There are 9 combinations of concurrency and instancing as shown in the below table. In the sections below, we will discuss this in more detail.

InstanceContext Mode	ConcurrencyMode
InstanceContext Mode	Single (Default)	Multiple	Reentrant
Single (Single instance for all clients)	Single thread for all clients.	Multiple threads for all clients.	Single threads for all clients, locks are released when calls diverted to other WCF services.
PerSession (Default) (Multiple instance per client)	Single thread for every client.	Multiple threads for every request.	Single threads for all clients, locks are released when calls diverted to other WCF services.
PerCall (Multiple instances for every method call)	Single thread for every client.	Single thread for every client	Single threads for all clients, locks are released when calls diverted to other WCF services.

Instance mode = Per Call and Concurrency = Single[每一次请求，都创建一个服务实例。但是只允许使用一个线程来处理所有的请求]

With Per Call, new WCF instances are created for every method call made to the WCF server service. The default concurrency is Single so only one thread will be used to serve all instances.

Below is a simple pictorial representation of what will happen in Per Call and Single concurrency scenarios:

For every client instance, a single thread will be allocated.
For every method call, a new service instance will be created.
A single thread will be used to serve all WCF instances generated from a single client instance.

If you refer the previous sample, you can see how threads are the same and the halt of 5 seconds on the WCF service.

instance的计数没有增加，说明每一次服务请求，都新建了一个服务实例

Instance mode = Per Call and Concurrency = Multiple[每一次请求，都创建一个服务实例。可以使用多个线程来处理请求]

[ServiceBehavior(InstanceContextMode=InstanceContextMode.PerCall,

                 ConcurrencyMode = ConcurrencyMode.Multiple)]

public class HelloWorldService : IHelloWorldService

{

}

In this combination, multiple instances are created for every call but multiple threads serve every method call to a WCF service instance. You can see in the below figure we have two WCF service instances and every instance has multiple WCF service objects created for every method call. Every method call is handled by multiple threads.

In the above sample, if you remember, we have multiple threads serving every method call and the time difference between every method call is reduced considerably. The method calls are fired approximately at the same time.
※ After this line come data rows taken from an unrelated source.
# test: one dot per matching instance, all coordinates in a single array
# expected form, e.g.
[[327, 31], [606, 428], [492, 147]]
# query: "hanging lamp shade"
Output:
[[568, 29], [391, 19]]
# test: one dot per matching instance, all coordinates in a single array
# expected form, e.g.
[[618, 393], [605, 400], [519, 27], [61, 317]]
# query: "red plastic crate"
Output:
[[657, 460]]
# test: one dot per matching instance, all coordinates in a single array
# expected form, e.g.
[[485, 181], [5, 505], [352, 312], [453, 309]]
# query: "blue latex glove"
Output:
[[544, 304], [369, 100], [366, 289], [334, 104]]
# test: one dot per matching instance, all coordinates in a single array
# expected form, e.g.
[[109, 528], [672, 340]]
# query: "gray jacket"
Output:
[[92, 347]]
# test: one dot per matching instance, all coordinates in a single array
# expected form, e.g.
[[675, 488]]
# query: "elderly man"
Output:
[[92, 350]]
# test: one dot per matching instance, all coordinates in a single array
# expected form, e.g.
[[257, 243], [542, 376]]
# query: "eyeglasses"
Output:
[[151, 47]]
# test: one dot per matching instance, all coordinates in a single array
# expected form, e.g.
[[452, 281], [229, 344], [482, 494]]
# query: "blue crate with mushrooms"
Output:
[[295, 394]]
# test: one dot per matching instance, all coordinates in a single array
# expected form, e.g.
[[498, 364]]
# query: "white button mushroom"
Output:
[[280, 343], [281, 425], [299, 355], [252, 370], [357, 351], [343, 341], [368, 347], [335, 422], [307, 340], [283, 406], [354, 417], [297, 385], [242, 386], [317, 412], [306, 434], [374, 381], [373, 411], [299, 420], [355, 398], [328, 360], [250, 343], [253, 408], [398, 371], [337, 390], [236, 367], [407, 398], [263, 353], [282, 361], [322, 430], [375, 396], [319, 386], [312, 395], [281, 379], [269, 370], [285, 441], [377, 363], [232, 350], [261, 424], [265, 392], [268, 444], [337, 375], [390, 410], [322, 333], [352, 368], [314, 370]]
Instance mode = Per Session and Concurrency = Single[每一次会话，创建一个服务实例。只允许用一个线程来处理所有的请求]

[ServiceBehavior(InstanceContextMode=InstanceContextMode.PerSession,

                 ConcurrencyMode = ConcurrencyMode.Single)]

public class HelloWorldService : IHelloWorldService

{

}

In this combination, one WCF service instance is created for every WCF client session because the WCF instance mode is set to per session. All the method calls are executed in a sequential manner one by one. In other words, only one thread is available for all method calls for a particular service instance.

If you run the sample code with Per Session and Single combination mode, you will find the same thread executes all requests with the same WCF instance per session.

instance的计数在增加，说明每一次的服务请求，都是在同一个服务实例上处理的

Instance mode = Per Session and Concurrency = Multiple

[ServiceBehavior(InstanceContextMode=InstanceContextMode.PerSession,

                 ConcurrencyMode = ConcurrencyMode.Multiple)]

public class HelloWorldService : IHelloWorldService

{

}

Instance mode ‘PerSession’ concurrency is the default setting in WCF

In this combination, one WCF instance is created for every WCF client session and every method call is run over multiple threads. Below is a pictorial representation:

If you run the sample code attached with this article, you will find the same instance with every method call running on different methods.

o get a better idea, you can run different client exe instances with different names as shown below.

You will notice how every client gets its own WCF service instance with every method allocated to run on different threads.